Otherwise add "pci_stub.ids=10de:25a2" to the https://wiki.archlinux.org/title/Kernel_parameters (which will hide the GPU from the rest of the OS)
If the error is coming from there, the system should™ stabilize.
Online
Woah, it stabilized. No more mce errors, no more kworker and nv hung tasks nor kernel taints, it doesn't halt, and finally a graceful shutdown. Nothing apart from the obvious performance hit for using a single low-power card and that games run at -2 FPS.
The only error I see now is this:
jul 08 01:29:15 malasdecisiones kernel: NVRM: GPU 0000:01:00.0 is already bound to pci-stub.
jul 08 01:29:15 malasdecisiones kernel: NVRM: The NVIDIA probe routine was not called for 1 device(s).
jul 08 01:29:15 malasdecisiones kernel: NVRM: This can occur when another driver was loaded and
NVRM: obtained ownership of the NVIDIA device(s).
jul 08 01:29:15 malasdecisiones kernel: NVRM: Try unloading the conflicting kernel module (and/or
NVRM: reconfigure your kernel without the conflicting
NVRM: driver(s)), then try loading the NVIDIA kernel module
NVRM: again.
jul 08 01:29:15 malasdecisiones kernel: NVRM: No NVIDIA devices probed.
jul 08 01:29:15 malasdecisiones kernel: nvidia-nvlink: Unregistered Nvlink Core, major device number 511
jul 08 01:29:16 malasdecisiones kernel: nvidia-nvlink: Nvlink Core is being initialized, major device number 511
I couldn't stay for too long with the NVcard disabled so I enabled it back, but at least this will point to the right direction.
Offline
'key so it's the nvidia GPU and/or driver.
Did this already happen w/ the 570xx or 565xx driver versions?
You could try
1. the non-zen, main kernel
2. https://wiki.archlinux.org/title/NVIDIA … P_firmware ("nvidia.NVreg_EnableGpuFirmware=0" if you want to add it as kernel parameter) - though there're not indications of the GSP being involved here (more like a bus error)

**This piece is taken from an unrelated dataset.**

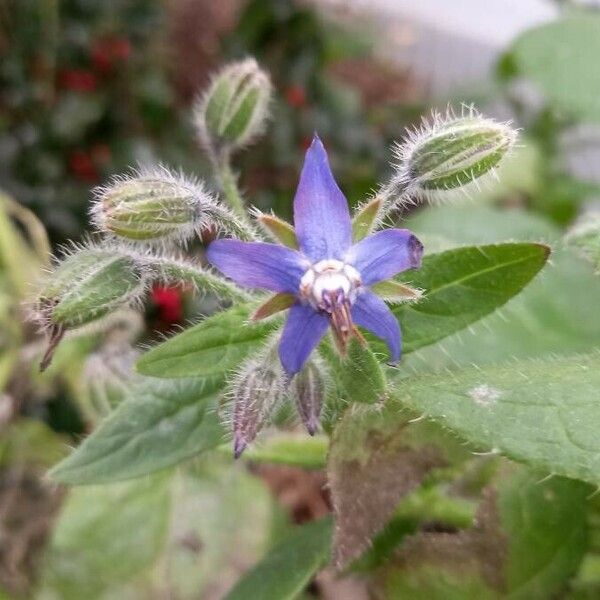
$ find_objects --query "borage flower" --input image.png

3. nvidia-open (do not disable the GSP w/ that, it critically relies on it!)
4. downgrade to nvidia-dkms 570xx
https://archive.archlinux.org/packages/ … kg.tar.zst
https://archive.archlinux.org/packages/ … kg.tar.zst
and you'll need the kernel headers, https://wiki.archlinux.org/title/Dynami … le_Support
Online
1. I'm typing this on my now-hanged system with the vanilla kernel.

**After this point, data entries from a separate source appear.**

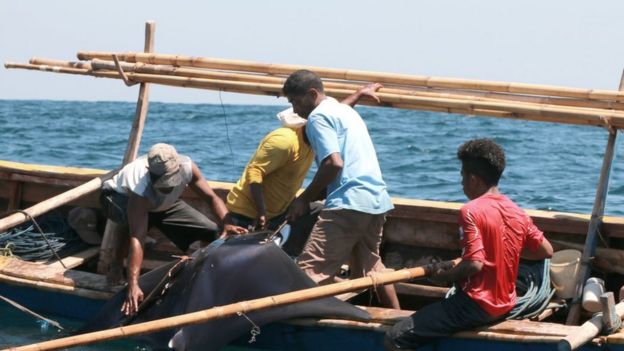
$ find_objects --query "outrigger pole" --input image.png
[3,265,431,351]
[566,72,624,325]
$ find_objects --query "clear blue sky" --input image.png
[0,0,624,104]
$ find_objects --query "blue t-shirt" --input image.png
[306,97,394,214]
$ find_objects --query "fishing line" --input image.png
[219,90,236,172]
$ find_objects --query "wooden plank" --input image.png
[7,181,24,211]
[43,247,100,269]
[0,256,118,292]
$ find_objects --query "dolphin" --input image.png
[81,232,370,350]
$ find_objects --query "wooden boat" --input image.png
[0,20,624,350]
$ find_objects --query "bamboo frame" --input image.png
[6,267,429,351]
[0,170,118,232]
[5,63,624,128]
[77,51,624,101]
[80,59,624,110]
[97,21,156,283]
[566,73,624,325]
[29,57,624,110]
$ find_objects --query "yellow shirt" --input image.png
[226,128,314,219]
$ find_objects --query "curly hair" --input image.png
[457,138,505,186]
[282,69,323,96]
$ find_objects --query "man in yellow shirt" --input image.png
[226,83,381,255]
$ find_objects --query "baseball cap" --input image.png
[147,143,182,188]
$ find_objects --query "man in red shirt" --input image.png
[384,139,553,350]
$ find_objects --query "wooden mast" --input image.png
[566,72,624,325]
[97,21,156,284]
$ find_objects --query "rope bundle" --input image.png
[0,214,81,261]
[446,259,555,319]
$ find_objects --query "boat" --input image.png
[0,24,624,350]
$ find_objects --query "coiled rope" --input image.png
[0,210,81,266]
[446,259,555,319]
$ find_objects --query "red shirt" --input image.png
[459,194,544,317]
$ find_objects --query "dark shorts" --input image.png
[230,202,323,257]
[386,289,504,350]
[100,190,219,251]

2. Already disabled since the first time you pointed it out
3. Wouldn't that create a greater performance hit than all the troubleshooting steps I've did until now? My game (pixel gun 3d) now runs at 20 fps on battery
4. It made my GPU completely undetectable, updating back to 575 brought it back to life (I had the headers installed)
Strangely-not-strangely, checking in the logs right now shows no mce nor hung kworker tasks
Offline
1.
2. ah, https://bbs.archlinux.org/viewtopic.php … 3#p2248863
3. nvidia is moving towards nvidia-open for newer generations, this isn't nouveau - however:
4. What does/did
dkms status
say? Do oyu have the journal for that boot?

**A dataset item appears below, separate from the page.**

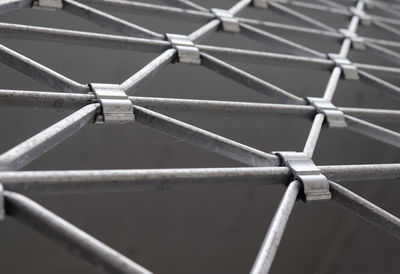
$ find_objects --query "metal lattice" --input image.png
[0,0,400,273]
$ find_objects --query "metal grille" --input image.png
[0,0,400,273]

jul 10 14:51:27 malasdecisiones kernel: usercopy: Kernel memory exposure attempt detected from process stack (offset 18446744073709551324, size 12906)!
jul 10 14:51:27 malasdecisiones kernel: ------------[ cut here ]------------
jul 10 14:51:27 malasdecisiones kernel: kernel BUG at mm/usercopy.c:102!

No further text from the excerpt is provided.